After the installation completes, you can check if Artillery installed successfully by running the following command:

$ artillery -V
$ 1.6.0-12

As the time of publication, Artillery is on version 1.6.0-12.

One of the WAF web ACL rules that you have set up is a rate-based rule. By default, it is set up to block any requesters that exceed 2000 requests under 5 minutes. Try this out.

First, use cURL to query your distribution and see the API output:

$ curl -s https://{distribution-name}.cloudfront.net/prod/pets
[
  {
    "id": 1,
    "type": "dog",
    "price": 249.99
  },
  {
    "id": 2,
    "type": "cat",
    "price": 124.99
  },
  {
    "id": 3,
    "type": "fish",
    "price": 0.99
  }
]

Based on the test above, the result looks good. But what if you max out the 2000 requests in under 5 minutes?

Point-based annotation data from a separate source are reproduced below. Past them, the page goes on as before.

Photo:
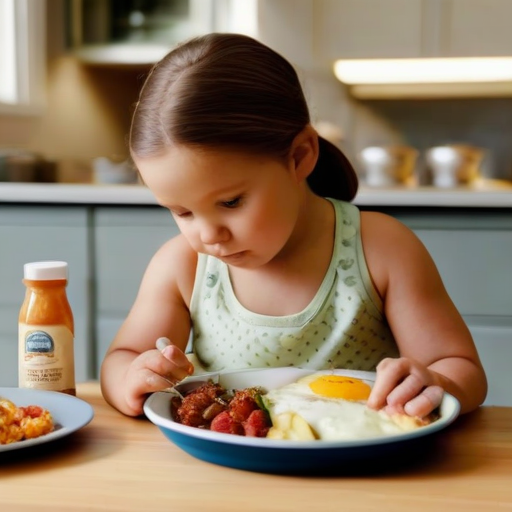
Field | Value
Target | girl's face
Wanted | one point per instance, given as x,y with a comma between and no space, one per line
237,207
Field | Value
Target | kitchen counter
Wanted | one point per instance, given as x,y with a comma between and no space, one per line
118,463
485,194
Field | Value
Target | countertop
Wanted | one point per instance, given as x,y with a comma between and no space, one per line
484,194
125,464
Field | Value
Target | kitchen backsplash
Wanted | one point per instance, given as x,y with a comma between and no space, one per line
485,123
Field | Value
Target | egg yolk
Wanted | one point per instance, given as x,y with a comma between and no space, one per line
338,386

Run the following Artillery command:

artillery quick -n 2000 --count 10  https://{distribution-name}.cloudfront.net/prod/pets

What you are doing is firing 2000 requests to your API from 10 concurrent users. For brevity, I am not posting the Artillery output here.

After Artillery finishes its execution, try to run the cURL request again and see what happens:

 

$ curl -s https://{distribution-name}.cloudfront.net/prod/pets

<!DOCTYPE HTML PUBLIC "-//W3C//DTD HTML 4.01 Transitional//EN" "http://www.w3.org/TR/html4/loose.dtd">
<HTML><HEAD><META HTTP-EQUIV="Content-Type" CONTENT="text/html; charset=iso-8859-1">
<TITLE>ERROR: The request could not be satisfied</TITLE>
</HEAD><BODY>
<H1>ERROR</H1>
<H2>The request could not be satisfied.</H2>
<HR noshade size="1px">
Request blocked.
<BR clear="all">
<HR noshade size="1px">
<PRE>
Generated by cloudfront (CloudFront)
Request ID: [removed]
</PRE>
<ADDRESS>
</ADDRESS>
</BODY></HTML>

As you can see from the output above, the request was blocked by AWS WAF. Your IP address is removed from the blocked list after it falls below the request limit rate.

Conclusion

In this first part, you saw how to use the new API Gateway regional API endpoint together with Amazon CloudFront and AWS WAF to secure your API from a series of attacks.

In the second part, I will demonstrate some other techniques to protect your API using API keys and Amazon CloudFront custom headers.